Tranexamic Acid in Knee Joint Surgery

Phase 4

Completed

Conditions: Osteoarthritis

Interventions: Drug: Tranexamic Acid
Drug: Normal saline (0.9% NaCl)

Registration Number: NCT02278263

Lead Sponsor: Andrew G Hill, MBChB, MD (Thesis), EdD, FACS, FRACS

Brief Summary: Total knee joint replacement surgery can lead to significant blood loss, which can affect recovery after surgery. Tranexamic acid (TXA) is a medication which stops the breakdown of blood clots and therefore prevents blood loss. The optimal use of TXA remains a point of debate. Growing interest in the topical application of TXA (directly into the surgical wound) has been suggested as an alternative way of administering TXA, and may demonstrate similar effectiveness as when it is given intravenously.

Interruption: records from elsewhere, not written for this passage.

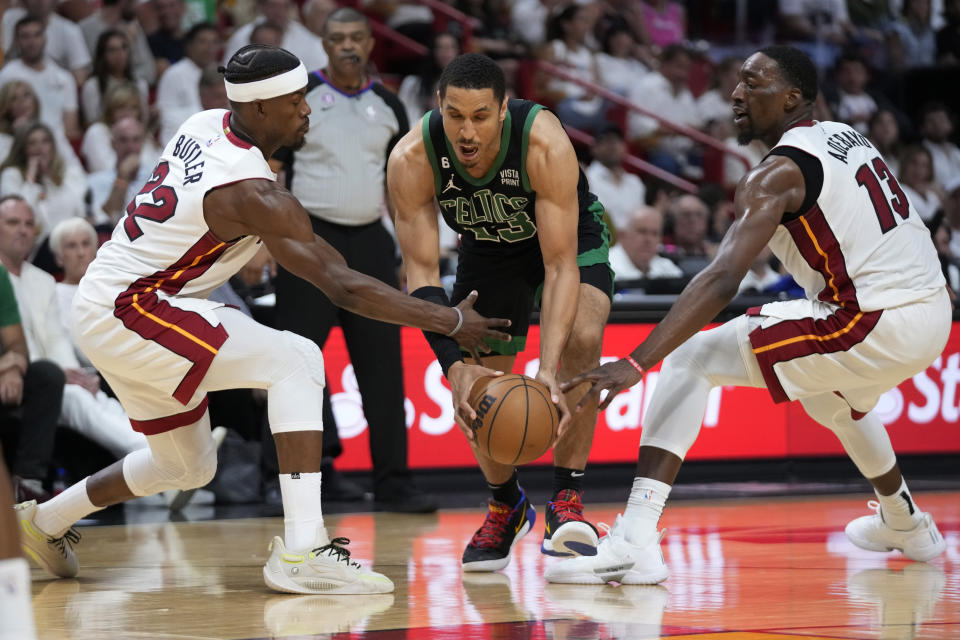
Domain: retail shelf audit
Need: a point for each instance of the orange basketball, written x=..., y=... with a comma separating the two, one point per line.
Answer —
x=516, y=421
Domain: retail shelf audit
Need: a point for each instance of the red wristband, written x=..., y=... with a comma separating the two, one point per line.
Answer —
x=634, y=364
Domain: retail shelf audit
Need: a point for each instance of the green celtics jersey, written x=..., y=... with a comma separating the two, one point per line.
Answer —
x=494, y=214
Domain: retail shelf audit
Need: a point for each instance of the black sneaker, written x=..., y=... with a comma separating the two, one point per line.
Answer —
x=489, y=549
x=566, y=532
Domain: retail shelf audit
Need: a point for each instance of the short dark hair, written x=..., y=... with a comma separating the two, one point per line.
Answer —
x=796, y=67
x=258, y=61
x=345, y=14
x=474, y=71
x=25, y=20
x=197, y=29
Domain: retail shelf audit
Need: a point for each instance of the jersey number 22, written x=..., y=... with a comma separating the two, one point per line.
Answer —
x=164, y=202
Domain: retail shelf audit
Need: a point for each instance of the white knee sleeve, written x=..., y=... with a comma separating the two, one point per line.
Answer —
x=708, y=359
x=295, y=400
x=865, y=440
x=184, y=458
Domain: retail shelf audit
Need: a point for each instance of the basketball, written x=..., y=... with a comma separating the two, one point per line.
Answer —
x=516, y=421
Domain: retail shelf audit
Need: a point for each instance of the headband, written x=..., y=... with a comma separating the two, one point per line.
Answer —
x=286, y=82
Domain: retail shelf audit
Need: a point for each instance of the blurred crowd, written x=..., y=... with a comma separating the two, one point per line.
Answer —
x=91, y=91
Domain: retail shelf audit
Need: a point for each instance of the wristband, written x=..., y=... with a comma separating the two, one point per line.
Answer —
x=446, y=349
x=459, y=322
x=634, y=364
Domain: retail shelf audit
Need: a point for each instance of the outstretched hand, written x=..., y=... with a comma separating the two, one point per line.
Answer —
x=476, y=327
x=463, y=377
x=613, y=377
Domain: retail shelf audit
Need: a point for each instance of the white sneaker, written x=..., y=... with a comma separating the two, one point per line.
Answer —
x=180, y=498
x=53, y=554
x=313, y=616
x=327, y=569
x=921, y=543
x=617, y=560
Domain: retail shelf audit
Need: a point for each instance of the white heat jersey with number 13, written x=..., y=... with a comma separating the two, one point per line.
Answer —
x=163, y=245
x=859, y=244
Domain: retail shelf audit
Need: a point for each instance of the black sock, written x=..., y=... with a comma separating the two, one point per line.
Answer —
x=564, y=478
x=509, y=492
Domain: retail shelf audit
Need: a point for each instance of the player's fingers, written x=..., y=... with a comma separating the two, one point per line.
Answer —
x=591, y=398
x=611, y=395
x=497, y=335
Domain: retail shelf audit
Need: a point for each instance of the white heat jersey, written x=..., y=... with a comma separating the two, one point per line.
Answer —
x=163, y=245
x=856, y=242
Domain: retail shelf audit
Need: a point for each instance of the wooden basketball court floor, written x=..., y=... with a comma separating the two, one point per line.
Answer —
x=746, y=569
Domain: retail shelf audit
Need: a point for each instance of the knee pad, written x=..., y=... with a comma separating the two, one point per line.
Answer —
x=168, y=464
x=303, y=353
x=295, y=401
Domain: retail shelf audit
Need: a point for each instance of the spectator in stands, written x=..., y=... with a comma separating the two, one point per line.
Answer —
x=58, y=109
x=635, y=254
x=871, y=20
x=315, y=14
x=418, y=92
x=917, y=178
x=113, y=188
x=18, y=106
x=852, y=103
x=717, y=103
x=213, y=93
x=618, y=64
x=297, y=39
x=120, y=101
x=948, y=37
x=936, y=128
x=112, y=65
x=665, y=22
x=912, y=41
x=821, y=28
x=339, y=177
x=167, y=42
x=35, y=171
x=529, y=19
x=567, y=48
x=884, y=132
x=121, y=15
x=494, y=37
x=74, y=245
x=85, y=408
x=761, y=276
x=951, y=212
x=720, y=204
x=688, y=245
x=619, y=191
x=178, y=94
x=942, y=235
x=30, y=397
x=666, y=92
x=64, y=40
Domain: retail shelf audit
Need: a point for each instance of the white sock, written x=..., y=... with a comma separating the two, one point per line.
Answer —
x=57, y=515
x=644, y=507
x=899, y=510
x=302, y=515
x=16, y=608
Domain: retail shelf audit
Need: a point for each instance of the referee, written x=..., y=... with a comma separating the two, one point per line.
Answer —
x=338, y=175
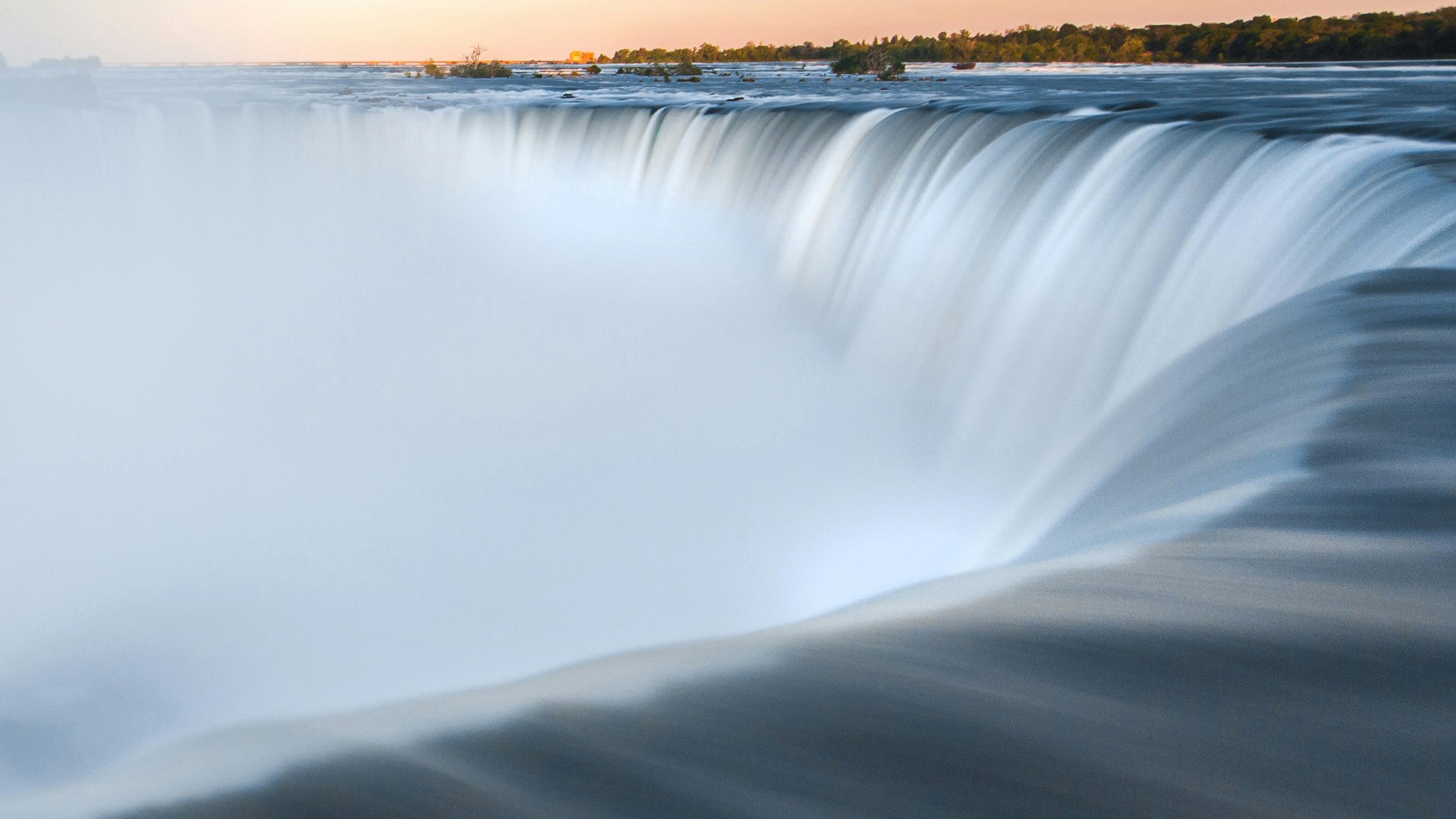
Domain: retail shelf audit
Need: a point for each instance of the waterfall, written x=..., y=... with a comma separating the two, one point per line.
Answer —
x=1053, y=333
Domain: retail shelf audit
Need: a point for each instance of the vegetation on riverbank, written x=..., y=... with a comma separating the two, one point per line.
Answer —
x=1384, y=36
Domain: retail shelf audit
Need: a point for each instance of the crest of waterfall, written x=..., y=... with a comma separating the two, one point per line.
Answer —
x=1117, y=330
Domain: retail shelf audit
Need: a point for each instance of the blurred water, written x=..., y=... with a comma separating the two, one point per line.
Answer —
x=320, y=400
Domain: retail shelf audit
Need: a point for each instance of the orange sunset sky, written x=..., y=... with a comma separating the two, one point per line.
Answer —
x=143, y=31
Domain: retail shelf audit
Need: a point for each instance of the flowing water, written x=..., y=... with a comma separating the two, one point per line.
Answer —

Therefore, this multicentred, randomized controlled trial, aims to investigate the safety and effectiveness of both topical and intravenous administrations of TXA in total knee joint surgery. The investigators predict that both routes of administration will demonstrate similar results when compared to placebo.

Detailed Description: Postoperative anaemia following elective arthroplasty can lead to prolonged hospital stay, delays in rehabilitation and is often poorly tolerated in patients with cardiovascular disease.(1) Tranexamic acid (TXA) in arthroplasty is used by many orthopaedic surgeons to reduce perioperative blood loss and subsequent transfusion of blood products in elective total hip and knee arthroplasty (THA and TKA). In several reviews, systemic TXA (sTXA) significantly reduces blood loss and transfusion rates when compared to placebo, without an increased risk for venous thromboembolism (VTE).(2-4)

The CRASH-2 study, with over 20,000 randomised trauma patients, has also confirmed the efficacy and safety of TXA in this setting, particularly when given early.(5) The evidence for its use to date is overwhelming and when not contraindicated, should be employed by all arthroplasty units as part of their standard practice. However, despite the vast evidence for its use in arthroplasty some surgeons remain cautious over its safety profile when given systemically. TXA is a synthetic derivative of lysine which is responsible for binding reversibly to plasminogen effectively inhibiting clot degradation.(6) Although, this is not clot promoting, inhibiting clot breakdown theoretically may increase the likelihood of clot formation. This is of real concern for surgeons in patients who have had previous VTE. For this reason, some surgeons have utilised TXA as a topical application directly into the surgical field to reduce systemic absorption and avoid VTE.(7, 8)

TXA administered topically in TKA has also been reported to reduce swelling which may have the advantage of earlier mobility and less pain.(9) In cardiac surgery, TXA has been touted as not only having blood conserving properties via the coagulation pathway but also reduces inflammation via attenuation of the pro-inflammatory cascade.(10, 11)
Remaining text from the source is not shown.